The Multi-Agent Supervisor orchestrates how each request is handled, deciding when to call the Knowledge Assistant, when to query structured tables and when to combine both for a richer answer. Behind the scenes, the Finance team uses Anthropic Claude Sonnet as the primary model for retrieval-augmented generation, given its strong performance on long, complex documents while retaining the flexibility to switch to other models, such as OpenAI or Llama, as needs evolve. Evaluation workflows and user review loops enable finance teams to validate responses, refine prompts and continually improve quality. “In three days with Agent Bricks, we built a reusable framework and a working agent,” said Henrique. “Now, any new document-based use case can be stood up in a week or two by reusing the same pattern.”

Improving productivity and unlocking new financial insights

With the new framework in place, the Finance team is applying Agent Bricks across several high-impact finance use cases.
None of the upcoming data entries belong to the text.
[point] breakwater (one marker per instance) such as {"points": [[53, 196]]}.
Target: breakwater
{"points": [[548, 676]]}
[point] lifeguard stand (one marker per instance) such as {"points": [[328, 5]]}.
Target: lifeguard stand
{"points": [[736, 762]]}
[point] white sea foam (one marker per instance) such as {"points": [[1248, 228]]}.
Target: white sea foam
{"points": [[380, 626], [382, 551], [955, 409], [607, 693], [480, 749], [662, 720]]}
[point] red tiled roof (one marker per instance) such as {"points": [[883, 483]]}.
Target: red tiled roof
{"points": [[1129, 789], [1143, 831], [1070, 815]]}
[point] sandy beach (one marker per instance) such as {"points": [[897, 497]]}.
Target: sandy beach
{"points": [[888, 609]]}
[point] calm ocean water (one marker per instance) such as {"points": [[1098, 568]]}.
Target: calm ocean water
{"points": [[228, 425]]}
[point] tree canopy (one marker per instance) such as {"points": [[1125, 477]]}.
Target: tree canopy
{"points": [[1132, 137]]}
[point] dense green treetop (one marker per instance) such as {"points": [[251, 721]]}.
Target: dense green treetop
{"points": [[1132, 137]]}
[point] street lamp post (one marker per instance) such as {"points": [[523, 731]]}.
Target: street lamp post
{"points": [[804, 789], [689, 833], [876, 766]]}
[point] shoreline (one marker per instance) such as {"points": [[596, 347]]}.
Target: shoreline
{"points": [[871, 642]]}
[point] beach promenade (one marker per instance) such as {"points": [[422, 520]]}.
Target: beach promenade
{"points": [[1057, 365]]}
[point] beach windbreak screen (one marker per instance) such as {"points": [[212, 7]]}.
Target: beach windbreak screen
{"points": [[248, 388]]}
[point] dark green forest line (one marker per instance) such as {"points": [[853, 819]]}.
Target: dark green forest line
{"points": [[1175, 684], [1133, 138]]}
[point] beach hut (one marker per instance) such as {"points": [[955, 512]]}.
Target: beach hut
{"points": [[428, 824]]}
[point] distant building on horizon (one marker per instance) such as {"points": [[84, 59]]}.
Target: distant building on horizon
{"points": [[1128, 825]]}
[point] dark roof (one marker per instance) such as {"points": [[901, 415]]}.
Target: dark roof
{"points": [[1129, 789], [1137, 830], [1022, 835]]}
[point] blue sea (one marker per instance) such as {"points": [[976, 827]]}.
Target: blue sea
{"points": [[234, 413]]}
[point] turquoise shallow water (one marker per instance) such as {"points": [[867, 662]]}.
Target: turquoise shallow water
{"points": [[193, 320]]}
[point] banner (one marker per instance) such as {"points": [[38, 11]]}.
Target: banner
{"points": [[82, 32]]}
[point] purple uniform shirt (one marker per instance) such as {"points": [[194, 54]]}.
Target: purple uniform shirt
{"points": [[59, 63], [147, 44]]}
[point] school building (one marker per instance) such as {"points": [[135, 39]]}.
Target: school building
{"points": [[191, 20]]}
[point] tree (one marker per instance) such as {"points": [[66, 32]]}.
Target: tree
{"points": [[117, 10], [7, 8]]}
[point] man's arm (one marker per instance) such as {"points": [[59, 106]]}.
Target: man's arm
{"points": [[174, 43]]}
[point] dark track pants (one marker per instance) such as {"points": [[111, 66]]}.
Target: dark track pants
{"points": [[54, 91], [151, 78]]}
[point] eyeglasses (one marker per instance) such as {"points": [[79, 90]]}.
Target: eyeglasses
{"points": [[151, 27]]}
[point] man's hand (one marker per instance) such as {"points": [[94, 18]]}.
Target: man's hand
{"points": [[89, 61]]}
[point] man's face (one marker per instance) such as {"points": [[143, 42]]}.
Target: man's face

One production deployment supports insurance analysis, where the team manages more than 430 insurance policies across various regions, each with distinct coverage terms. Previously, answering a question such as whether a flood in a specific country was covered required manually opening and reading through many policies. With Agent Bricks Knowledge Assistant and Multi-Agent Supervisor, insurance teams can now query all 430+ policies at once (80% reduction in time spent reviewing insurance policies), identify relevant coverage, compare overlapping policies and receive suggestions on potential gaps or redundancies — enabling analyses that were either too slow or impossible before.

Another initiative focuses on tax and legal workflows. Governments regularly issue new tax laws, and the tax squad has a backlog of more than 10,000 regulations that must be checked for financial impact and potential penalties. Historically, a single expert read each law, determined whether it affected and then communicated the findings to around 100 people across tax and legal. Vale Finance Data Office is building an AI assistant that consolidates these 10,000+ laws into a single, searchable knowledge base, enabling roughly 100 finance and tax professionals to assess their impact independently rather than waiting for manual distribution, saving approximately 16 hours per month. “The productivity gain here is huge,” said Marcelo. “Instead of one person being a bottleneck, we give everyone self-service access to the same governed knowledge.”

A third use case centers on internal controls and governance policies, where employees across the company often need clarification on internal rules. Today, those questions can require meetings and manual interpretation from control teams. With Agent Bricks, Vale is creating a self-service assistant that surfaces relevant internal policies on demand, reducing ad hoc requests and freeing control teams to focus on higher-value work. In parallel, the finance data team continues to deliver additional AI-driven initiatives — including a depreciation project that has already identified roughly 33 million USD in recoverable value — all underpinned by Databricks as the unified platform.

While some of these agents are still scaling, the impact is already clear. The Finance team has reduced AI agent development time to just a few days for an initial version and roughly one to two weeks to deploy new use cases based on the shared framework. With around 100 finance and tax users now supported by AI assistants, finance teams gain faster access to previously buried insights and the risk of missing critical regulatory or coverage details is reduced. “Databricks has empowered our finance team to accelerate data-driven decisions by providing a unified platform for advanced analytics, machine learning and scalable data processing,” said Marcelo. “It turned AI from isolated experiments into a core part of how finance operates.”